Women in Animation stuff is happening- I've been really busy at work so haven't followed up on it as much as I keep intending to.

Still reading James P Carse and listened to his Long Now lecture last night. Really interesting, and surprisingly consistent with some stuff I was thinking way back when I studied philosophy, although, of course, much more cogent. His thinking is an interesting mix of rationality and mysticism that appeals to me.

Tuesday, March 3, 2009

Lincoln's second inaugural speech

Another amazing piece of literature.

At this second appearing to take the oath of the presidential office, there is less occasion for an extended address than there was at the first. Then a statement, somewhat in detail, of a course to be pursued, seemed fitting and proper.

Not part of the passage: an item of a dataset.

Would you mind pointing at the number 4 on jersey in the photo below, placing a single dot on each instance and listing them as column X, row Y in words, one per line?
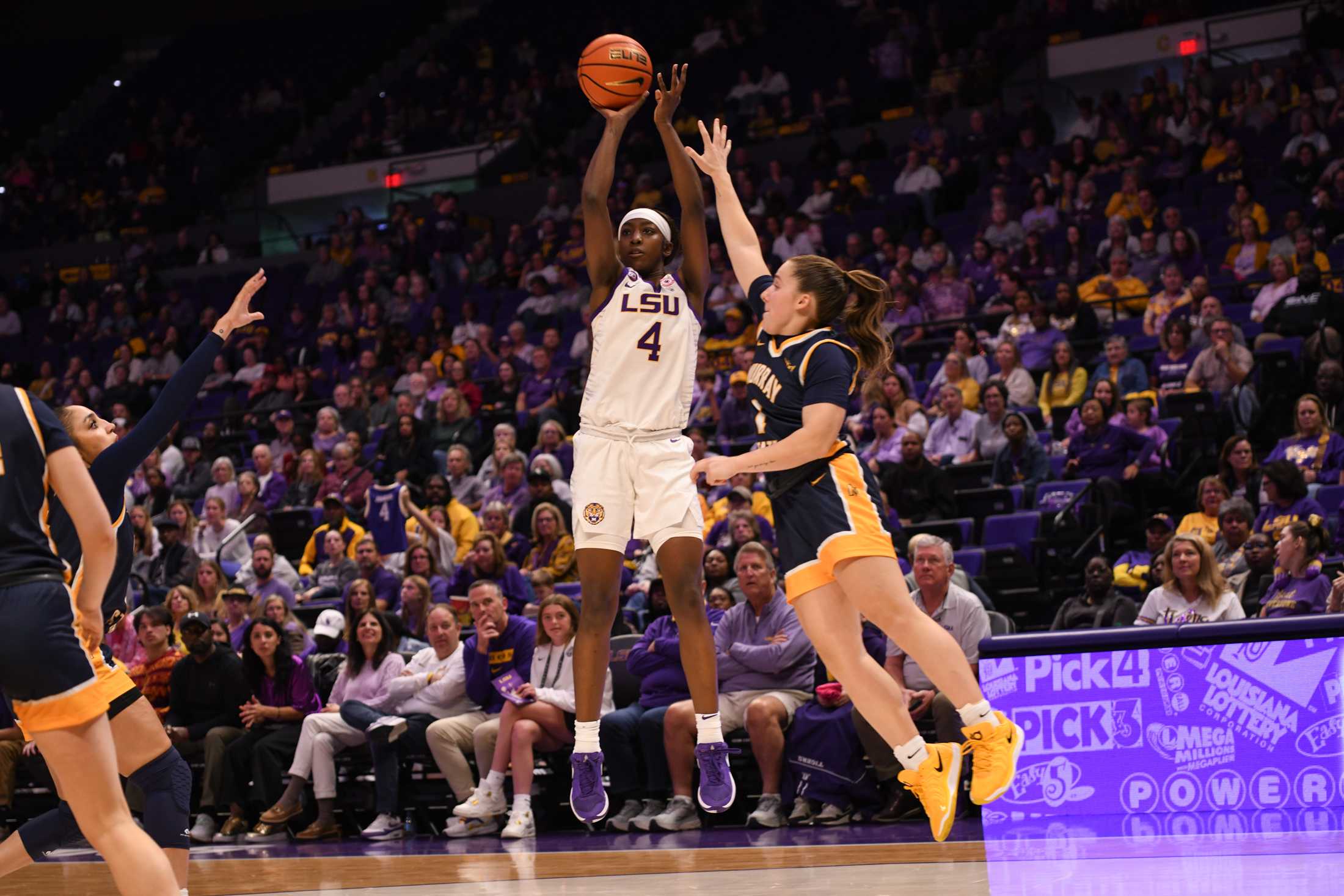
column 651, row 340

Now, at the expiration of four years, during which public declarations have been constantly called forth on every point and phase of the great contest which still absorbs the attention, and engrosses the energies of the nation, little that is new could be presented. The progress of our arms, upon which all else chiefly depends, is as well known to the public as to myself; and it is, I trust, reasonably satisfactory and encouraging to all. With high hope for the future, no prediction in regard to it is ventured.

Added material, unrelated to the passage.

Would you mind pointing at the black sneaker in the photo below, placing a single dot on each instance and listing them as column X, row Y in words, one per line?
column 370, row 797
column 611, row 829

On the occasion corresponding to this four years ago, all thoughts were anxiously directed to an impending civil war. All dreaded it--all sought to avert it. While the inaugeral [sic] address was being delivered from this place, devoted altogether to saving the Union without war, insurgent agents were in the city seeking to destroy it without war--seeking to dissole [sic] the Union, and divide effects, by negotiation. Both parties deprecated war; but one of them would make war rather than let the nation survive; and the other would accept war rather than let it perish. And the war came.

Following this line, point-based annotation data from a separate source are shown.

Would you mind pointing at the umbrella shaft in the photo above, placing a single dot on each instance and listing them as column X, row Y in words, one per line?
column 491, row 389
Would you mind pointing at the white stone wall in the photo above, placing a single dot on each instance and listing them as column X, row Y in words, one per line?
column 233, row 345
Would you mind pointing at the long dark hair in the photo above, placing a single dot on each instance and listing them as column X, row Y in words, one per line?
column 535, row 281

One eighth of the whole population were colored slaves, not distributed generally over the Union, but localized in the Southern part of it. These slaves constituted a peculiar and powerful interest. All knew that this interest was, somehow, the cause of the war. To strengthen, perpetuate, and extend this interest was the object for which the insurgents would rend the Union, even by war; while the government claimed no right to do more than to restrict the territorial enlargement of it. Neither party expected for the war, the magnitude, or the duration, which it has already attained. Neither anticipated that the cause of the conflict might cease with, or even before, the conflict itself should cease. Each looked for an easier triumph, and a result less fundamental and astounding. Both read the same Bible, and pray to the same God; and each invokes His aid against the other. It may seem strange that any men should dare to ask a just God's assistance in wringing their bread from the sweat of other men's faces; but let us judge not that we be not judged. The prayers of both could not be answered; that of neither has been answered fully. The Almighty has his own purposes. "Woe unto the world because of offences! for it must needs be that offences come; but woe to that man by whom the offence cometh!" If we shall suppose that American Slavery is one of those offences which, in the providence of God, must needs come, but which, having continued through His appointed time, He now wills to remove, and that He gives to both North and South, this terrible war, as the woe due to those by whom the offence came, shall we discern therein any departure from those divine attributes which the believers in a Living God always ascribe to Him? Fondly do we hope--fervently do we pray--that this mighty scourge of war may speedily pass away. Yet, if God wills that it continue, until all the wealth piled by the bond-man's two hundred and fifty years of unrequited toil shall be sunk, and until every drop of blood drawn with the lash, shall be paid by another drawn with the sword, as was said three thousand years ago, so still it must be said "the judgments of the Lord, are true and righteous altogether"

With malice toward none; with charity for all; with firmness in the right, as God gives us to see the right, let us strive on to finish the work we are in; to bind up the nation's wounds; to care for him who shall have borne the battle, and for his widow, and his orphan--to do all which may achieve and cherish a just and lasting peace, among ourselves, and with all nations.